Here, the affidavit submitted in support of the search warrant relied on information provided by a citizen informant who had provided information to other law enforcement agencies on four occasions. Romo argued that he was entitled to a Franks hearing because "the limited information made available to defense counsel indicated that the informant was either directly involved in illicit activities or had similar reasons to seek favors from law enforcement personnel in exchange for such information." Romo, however, offered no sworn statements or other evidence to support his charge that the affidavit was based on unreliable information. His allegations were therefore not accompanied by the "detailed offer of proof" necessary to obtain a Franks hearing. United States v. Chesher, 678 F.2d 1353, 1360 (9th Cir. 1982). The district court, accordingly, properly denied his motion.

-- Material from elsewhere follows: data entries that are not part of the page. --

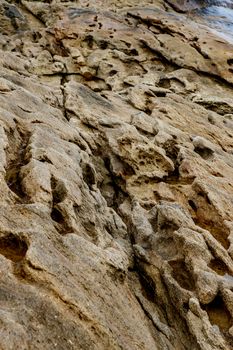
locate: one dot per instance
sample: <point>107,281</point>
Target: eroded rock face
<point>116,165</point>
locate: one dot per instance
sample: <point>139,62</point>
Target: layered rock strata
<point>116,165</point>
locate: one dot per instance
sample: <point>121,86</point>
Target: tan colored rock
<point>115,178</point>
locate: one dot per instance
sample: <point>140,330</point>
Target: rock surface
<point>116,189</point>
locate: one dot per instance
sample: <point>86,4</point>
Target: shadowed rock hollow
<point>116,166</point>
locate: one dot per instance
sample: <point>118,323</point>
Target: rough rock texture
<point>116,190</point>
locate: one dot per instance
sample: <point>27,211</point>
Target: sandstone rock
<point>115,177</point>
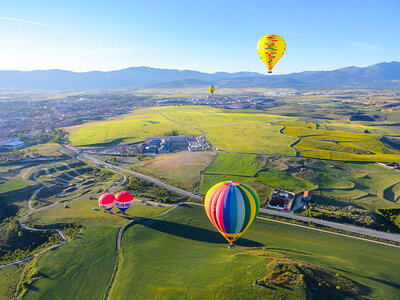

We review the denial of a motion to sever for abuse of discretion. United States v. Taren-Palma, 997 F.2d 525, 533 (9th Cir. 1993), cert. denied, 114 S. Ct. 1648 (1994). Fed. R. Crim. P. 14 provides:
If it appears that a defendant or the government is prejudiced by a joinder of offenses or of defenses in an indictment or information or by such joinder for trial together, the court may order an election or separate trials of counts, grant a severance of defendants or provide whatever other relief justice requires.
The test for severance is "whether joinder is so manifestly prejudicial that it outweighs the dominant concern with judicial economy and compels the exercise of the court's discretion to sever." United States v. Brashier, 548 F.2d 1315, 1323 (9th Cir. 1976), cert. denied 429 U.S. 1111 (1977).
Appellant Jesus Romo and his brother Ricardo Romo were both charged with conspiracy to possess with intent to distribute marijuana and possession with intent to distribute marijuana. Jesus was charged, in addition, with possessing a semi-automatic AK-47 in connection with a drug trafficking crime and possessing a firearm while an illegal alien. Ricardo was also charged with possessing two AK-47 fully automatic machine guns and possessing them during a drug trafficking crime. Jesus contends that the district court abused its discretion by refusing to try separately the gun charges brought exclusively against Ricardo. Jesus argues that joint trial of all counts was impermissibly prejudicial because the gun charges against Ricardo had no bearing on his own case and because the defendants were brothers and were similar in appearance. Jesus asserts that it was clear from the course of the proceedings and the final verdict that the jury was not able to properly compartmentalize the evidence and charges against each defendant.
We disagree. There is nothing in the record to indicate that the nature of the charges, or the fact that the codefendants were brothers with similar appearances, so prejudiced Jesus Romo as to outweigh the concern for judicial economy. See Brashier, 548 F.2d at 1323. All of the guns and the drugs were seized during the same search of the same residence, where both codefendants resided. The district court, moreover, specifically instructed the jury to consider the case of each defendant separately. The district court, accordingly, did not abuse its discretion in denying the motion to sever.